Final Space Shuttle Mission to Hubble Underway

On Monday, Space shuttle Atlantis launched from NASA's Kennedy Space Center on the final Hubble Space Telescope servicing mission.

Atlantis' 11-day mission will include five spacewalks to refurbish Hubble with state-of-the-art science instruments designed to improve the telescope's discovery capabilities by up to 70 times while extending its lifetime through at least 2014.

Shortly before liftoff, Commander Scott Altman thanked the teams that helped make the launch possible.

"At last our launch has come along," said Altman. "...Getting to this point has been challenging, but the whole team, everyone, has pulled together to take us into space."

Altman is joined on STS-125 by Pilot Gregory C. Johnson and Mission Specialists Megan McArthur, John Grunsfeld, Mike Massimino, Andrew Feustel and Michael Good. McArthur is serving as the flight engineer and lead for robotic arm operations while the other mission specialists pair up for the hands-on spacewalk work after Hubble is captured and secured in the payload bay.

Orbiting nearly 50,000 feet (9 1/2 statute miles) behind the telescope, Atlantis' crew performed a precisely-targeted thruster firing called the Terminal Initiation, or TI burn, setting the stage for the final phase of the rendezvous with the Hubble Space Telescope. Atlantis will close the final miles to the telescope during the next orbit of Earth. During that time the shuttle’s rendezvous radar system will begin tracking Hubble by measuring the distance and rate of closure. Capture of Hubble will occur in a little over two hours.

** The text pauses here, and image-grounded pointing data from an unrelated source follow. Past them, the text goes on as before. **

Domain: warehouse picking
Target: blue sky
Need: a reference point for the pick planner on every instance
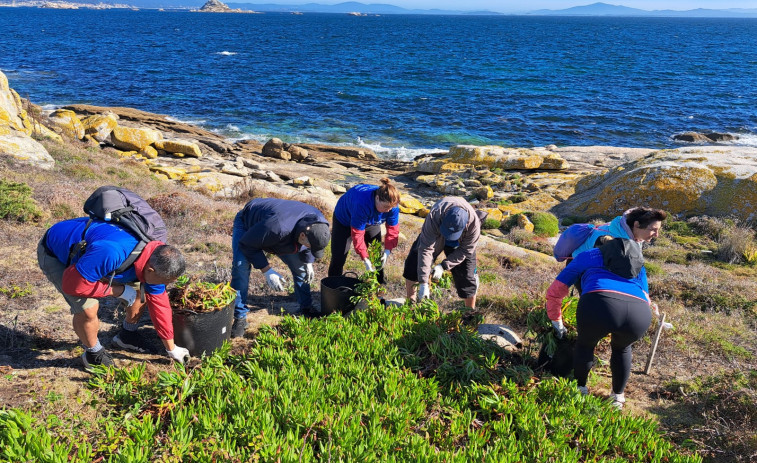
(522, 5)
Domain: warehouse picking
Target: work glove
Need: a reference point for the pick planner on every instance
(128, 296)
(179, 354)
(274, 280)
(560, 329)
(437, 273)
(309, 273)
(423, 291)
(385, 256)
(655, 309)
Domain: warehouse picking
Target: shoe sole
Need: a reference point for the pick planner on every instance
(117, 341)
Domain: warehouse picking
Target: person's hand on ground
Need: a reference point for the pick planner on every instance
(423, 291)
(437, 273)
(179, 354)
(274, 280)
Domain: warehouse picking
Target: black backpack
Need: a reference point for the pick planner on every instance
(127, 210)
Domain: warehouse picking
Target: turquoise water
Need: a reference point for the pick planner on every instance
(400, 84)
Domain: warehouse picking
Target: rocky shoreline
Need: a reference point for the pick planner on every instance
(580, 181)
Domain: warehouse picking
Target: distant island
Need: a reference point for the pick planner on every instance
(361, 9)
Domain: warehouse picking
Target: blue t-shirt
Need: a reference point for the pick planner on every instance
(108, 246)
(590, 268)
(357, 209)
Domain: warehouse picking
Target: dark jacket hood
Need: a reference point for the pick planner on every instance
(622, 257)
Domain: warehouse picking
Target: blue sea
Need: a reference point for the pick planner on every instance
(401, 84)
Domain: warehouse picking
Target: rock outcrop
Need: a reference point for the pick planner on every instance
(715, 181)
(16, 128)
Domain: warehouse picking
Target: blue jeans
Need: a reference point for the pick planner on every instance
(241, 267)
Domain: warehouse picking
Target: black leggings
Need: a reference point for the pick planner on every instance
(601, 313)
(341, 241)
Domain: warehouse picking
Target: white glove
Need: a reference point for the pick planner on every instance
(560, 329)
(655, 309)
(437, 273)
(128, 296)
(309, 273)
(385, 256)
(423, 291)
(274, 280)
(179, 354)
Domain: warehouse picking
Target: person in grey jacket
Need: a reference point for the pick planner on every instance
(452, 226)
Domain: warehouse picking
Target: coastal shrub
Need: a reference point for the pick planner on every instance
(545, 224)
(490, 224)
(518, 198)
(724, 408)
(16, 202)
(397, 383)
(734, 243)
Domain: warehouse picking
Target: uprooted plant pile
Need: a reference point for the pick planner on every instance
(200, 296)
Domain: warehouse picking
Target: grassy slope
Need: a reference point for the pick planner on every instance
(702, 390)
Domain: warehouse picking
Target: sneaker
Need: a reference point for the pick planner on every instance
(131, 340)
(101, 357)
(239, 327)
(310, 312)
(618, 400)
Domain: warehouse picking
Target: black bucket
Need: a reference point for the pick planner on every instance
(336, 293)
(202, 332)
(561, 362)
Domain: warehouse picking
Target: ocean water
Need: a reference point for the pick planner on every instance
(402, 85)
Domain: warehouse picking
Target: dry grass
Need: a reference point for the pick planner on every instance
(712, 305)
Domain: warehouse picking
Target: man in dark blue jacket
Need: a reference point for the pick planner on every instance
(294, 231)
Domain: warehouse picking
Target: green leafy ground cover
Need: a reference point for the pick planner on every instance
(385, 384)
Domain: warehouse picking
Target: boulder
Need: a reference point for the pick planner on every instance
(100, 126)
(134, 138)
(24, 148)
(149, 152)
(178, 146)
(484, 192)
(297, 153)
(66, 123)
(688, 181)
(274, 148)
(410, 205)
(502, 335)
(525, 223)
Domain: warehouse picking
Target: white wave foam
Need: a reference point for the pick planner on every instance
(189, 121)
(400, 153)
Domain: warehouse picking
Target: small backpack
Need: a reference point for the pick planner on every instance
(570, 240)
(127, 210)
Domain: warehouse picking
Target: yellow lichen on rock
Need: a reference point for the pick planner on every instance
(100, 126)
(67, 123)
(173, 173)
(178, 146)
(525, 223)
(133, 138)
(410, 205)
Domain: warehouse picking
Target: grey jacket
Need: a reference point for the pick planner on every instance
(431, 241)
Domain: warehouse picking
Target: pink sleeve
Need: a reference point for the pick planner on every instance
(392, 237)
(160, 313)
(555, 294)
(358, 242)
(74, 284)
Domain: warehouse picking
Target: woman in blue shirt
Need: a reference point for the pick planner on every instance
(614, 300)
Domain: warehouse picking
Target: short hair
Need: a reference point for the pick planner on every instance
(645, 216)
(168, 262)
(387, 193)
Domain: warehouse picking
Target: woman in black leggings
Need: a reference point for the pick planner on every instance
(615, 301)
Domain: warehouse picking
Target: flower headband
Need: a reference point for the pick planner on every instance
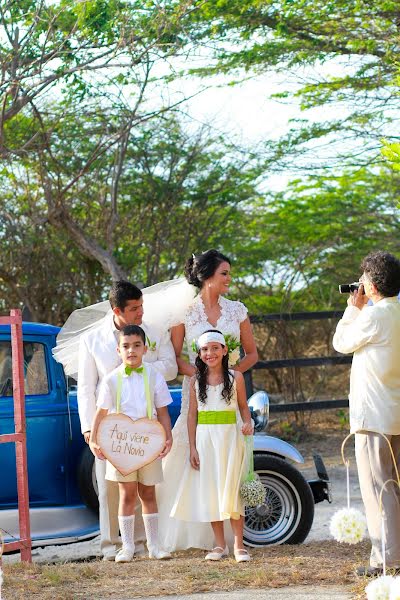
(210, 336)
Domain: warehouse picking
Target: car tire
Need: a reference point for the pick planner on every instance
(287, 515)
(87, 482)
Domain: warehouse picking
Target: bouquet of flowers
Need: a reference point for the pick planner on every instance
(233, 346)
(252, 490)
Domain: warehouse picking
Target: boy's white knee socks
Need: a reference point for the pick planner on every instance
(151, 529)
(127, 528)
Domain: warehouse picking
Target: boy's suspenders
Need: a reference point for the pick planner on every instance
(146, 392)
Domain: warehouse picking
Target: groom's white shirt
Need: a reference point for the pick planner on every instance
(98, 356)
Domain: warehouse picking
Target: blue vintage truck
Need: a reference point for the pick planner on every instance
(62, 485)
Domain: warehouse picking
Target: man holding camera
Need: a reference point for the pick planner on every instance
(373, 334)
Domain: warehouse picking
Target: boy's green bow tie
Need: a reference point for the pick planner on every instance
(129, 370)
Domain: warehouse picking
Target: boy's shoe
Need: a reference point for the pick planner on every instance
(217, 553)
(124, 555)
(241, 555)
(159, 554)
(109, 556)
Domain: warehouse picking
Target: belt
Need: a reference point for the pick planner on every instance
(216, 417)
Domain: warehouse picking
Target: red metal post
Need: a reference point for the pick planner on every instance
(24, 544)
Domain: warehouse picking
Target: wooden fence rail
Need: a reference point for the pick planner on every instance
(314, 361)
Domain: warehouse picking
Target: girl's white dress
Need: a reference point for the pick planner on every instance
(175, 534)
(213, 492)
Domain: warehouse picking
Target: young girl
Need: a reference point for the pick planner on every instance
(210, 486)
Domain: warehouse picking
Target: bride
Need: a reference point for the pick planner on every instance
(210, 273)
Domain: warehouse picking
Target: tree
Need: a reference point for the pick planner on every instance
(178, 193)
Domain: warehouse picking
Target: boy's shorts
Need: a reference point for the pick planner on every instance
(148, 475)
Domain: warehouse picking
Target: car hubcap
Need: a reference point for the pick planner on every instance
(273, 521)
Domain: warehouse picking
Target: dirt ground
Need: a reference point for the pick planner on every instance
(75, 571)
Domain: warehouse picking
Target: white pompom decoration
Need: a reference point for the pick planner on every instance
(348, 525)
(379, 588)
(395, 589)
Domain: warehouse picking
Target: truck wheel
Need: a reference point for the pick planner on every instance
(87, 482)
(287, 514)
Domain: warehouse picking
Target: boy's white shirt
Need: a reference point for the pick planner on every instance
(98, 356)
(133, 398)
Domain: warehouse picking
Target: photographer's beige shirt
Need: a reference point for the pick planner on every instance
(373, 334)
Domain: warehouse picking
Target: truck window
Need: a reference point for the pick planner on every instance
(35, 374)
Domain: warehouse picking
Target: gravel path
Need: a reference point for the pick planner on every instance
(320, 529)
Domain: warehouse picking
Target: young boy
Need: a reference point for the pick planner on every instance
(132, 347)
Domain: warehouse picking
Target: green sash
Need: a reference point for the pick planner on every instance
(216, 417)
(146, 392)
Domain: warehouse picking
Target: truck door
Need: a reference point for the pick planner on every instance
(45, 416)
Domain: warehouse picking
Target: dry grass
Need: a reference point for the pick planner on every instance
(312, 564)
(317, 563)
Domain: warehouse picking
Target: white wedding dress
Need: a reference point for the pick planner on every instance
(175, 534)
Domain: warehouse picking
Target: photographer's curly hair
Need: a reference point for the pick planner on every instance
(383, 269)
(201, 376)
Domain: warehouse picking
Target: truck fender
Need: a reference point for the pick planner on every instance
(272, 445)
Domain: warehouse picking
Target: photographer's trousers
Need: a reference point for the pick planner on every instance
(375, 467)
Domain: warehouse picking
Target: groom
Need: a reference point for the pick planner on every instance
(97, 357)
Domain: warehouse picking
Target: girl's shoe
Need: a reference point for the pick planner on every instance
(124, 555)
(217, 553)
(241, 555)
(159, 554)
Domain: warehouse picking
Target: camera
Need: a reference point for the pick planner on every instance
(349, 288)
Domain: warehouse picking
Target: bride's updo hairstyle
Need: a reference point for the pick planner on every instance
(200, 267)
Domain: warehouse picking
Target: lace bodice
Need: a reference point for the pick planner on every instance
(196, 323)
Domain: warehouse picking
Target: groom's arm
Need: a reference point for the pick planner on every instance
(165, 362)
(88, 378)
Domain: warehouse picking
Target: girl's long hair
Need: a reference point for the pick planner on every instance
(202, 378)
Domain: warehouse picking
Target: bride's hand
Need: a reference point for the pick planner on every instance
(247, 428)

The STS-125 mission is the 126th shuttle flight, the 30th for Atlantis and the second of five planned in 2009. Hubble was delivered to space on April 24, 1990, on the STS-31 mission. STS-125 is referred to as Servicing Mission 4, although it is technically the fifth servicing flight to the telescope.

"Hubble has a long history of providing outstanding science and beautiful pictures," said Ed Weiler, associate administrator for NASA's Science Mission Directorate. "If the servicing mission is successful, it will give us a telescope that will continue to astound both scientists and the public for many years to come."

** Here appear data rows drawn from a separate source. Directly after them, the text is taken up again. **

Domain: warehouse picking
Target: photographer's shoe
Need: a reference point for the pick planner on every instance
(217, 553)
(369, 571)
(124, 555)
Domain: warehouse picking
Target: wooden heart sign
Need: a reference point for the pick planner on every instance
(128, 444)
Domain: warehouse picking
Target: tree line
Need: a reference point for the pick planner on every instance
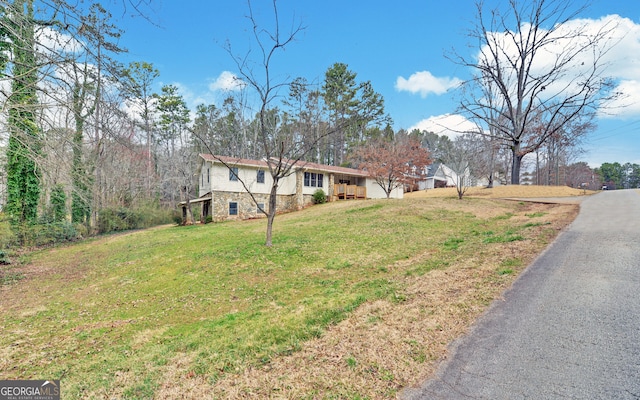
(85, 136)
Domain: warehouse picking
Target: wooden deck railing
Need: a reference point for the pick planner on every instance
(345, 192)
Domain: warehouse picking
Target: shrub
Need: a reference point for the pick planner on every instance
(319, 197)
(122, 219)
(45, 234)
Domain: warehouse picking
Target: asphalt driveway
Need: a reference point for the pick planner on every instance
(569, 328)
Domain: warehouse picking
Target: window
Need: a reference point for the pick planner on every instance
(313, 180)
(260, 176)
(233, 174)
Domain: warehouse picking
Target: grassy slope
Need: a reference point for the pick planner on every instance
(134, 315)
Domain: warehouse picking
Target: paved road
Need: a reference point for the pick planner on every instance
(569, 328)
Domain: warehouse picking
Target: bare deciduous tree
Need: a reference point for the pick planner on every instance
(393, 164)
(538, 65)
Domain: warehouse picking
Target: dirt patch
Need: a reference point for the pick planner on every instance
(505, 191)
(384, 346)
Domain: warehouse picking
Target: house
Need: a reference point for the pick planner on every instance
(223, 195)
(438, 176)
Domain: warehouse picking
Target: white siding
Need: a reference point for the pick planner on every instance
(374, 191)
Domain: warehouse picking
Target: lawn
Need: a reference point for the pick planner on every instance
(355, 299)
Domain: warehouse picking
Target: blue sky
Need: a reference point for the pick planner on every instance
(383, 42)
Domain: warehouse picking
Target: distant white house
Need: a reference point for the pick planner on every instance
(222, 195)
(438, 176)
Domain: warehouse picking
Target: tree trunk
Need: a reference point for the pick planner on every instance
(271, 214)
(515, 168)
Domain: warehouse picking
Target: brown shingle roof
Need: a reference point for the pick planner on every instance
(300, 164)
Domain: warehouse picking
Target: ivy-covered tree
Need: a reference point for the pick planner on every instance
(23, 173)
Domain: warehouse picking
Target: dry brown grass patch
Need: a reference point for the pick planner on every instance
(384, 346)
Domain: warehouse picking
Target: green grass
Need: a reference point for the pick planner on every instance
(112, 312)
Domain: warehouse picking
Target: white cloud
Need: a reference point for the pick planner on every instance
(627, 105)
(227, 81)
(451, 125)
(424, 82)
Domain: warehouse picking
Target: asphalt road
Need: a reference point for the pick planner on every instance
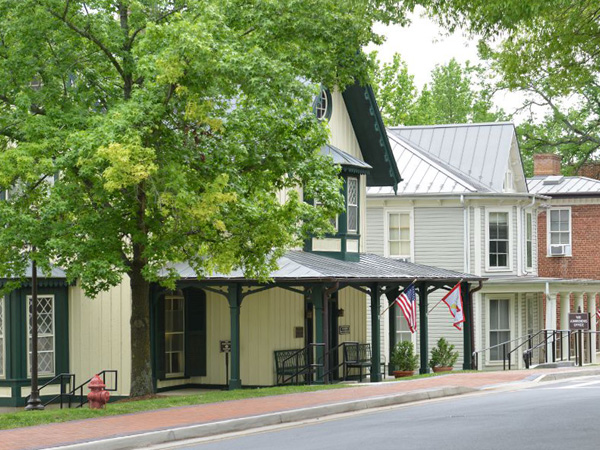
(548, 416)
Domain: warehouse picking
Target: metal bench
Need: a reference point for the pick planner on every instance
(356, 356)
(290, 365)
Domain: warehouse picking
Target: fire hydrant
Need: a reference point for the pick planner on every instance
(98, 398)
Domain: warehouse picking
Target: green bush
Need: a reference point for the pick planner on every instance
(403, 356)
(443, 355)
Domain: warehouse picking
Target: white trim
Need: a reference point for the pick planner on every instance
(511, 302)
(509, 257)
(386, 231)
(28, 335)
(548, 240)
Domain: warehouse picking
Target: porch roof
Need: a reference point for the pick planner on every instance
(299, 266)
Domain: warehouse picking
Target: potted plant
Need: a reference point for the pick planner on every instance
(443, 356)
(403, 359)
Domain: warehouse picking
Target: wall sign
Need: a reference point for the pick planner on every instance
(579, 321)
(225, 346)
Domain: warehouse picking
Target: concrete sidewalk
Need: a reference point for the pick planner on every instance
(141, 430)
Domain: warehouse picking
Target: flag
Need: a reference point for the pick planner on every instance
(454, 301)
(408, 304)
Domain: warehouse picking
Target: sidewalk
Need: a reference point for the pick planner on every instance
(154, 427)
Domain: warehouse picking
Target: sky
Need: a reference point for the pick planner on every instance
(423, 44)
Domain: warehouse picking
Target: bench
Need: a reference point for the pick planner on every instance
(356, 356)
(290, 365)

Among Hubble's greatest discoveries is the age of the universe (13.7 billion years); the finding that virtually all major galaxies have black holes at their center; the discovery that the process of planetary formation is relatively common; the first ever organic molecule in the atmosphere of a planet orbiting another star; and evidence that the expansion of the universe is accelerating -- caused by an unknown force that makes up approximately 72 percent of the matter-energy content of the universe.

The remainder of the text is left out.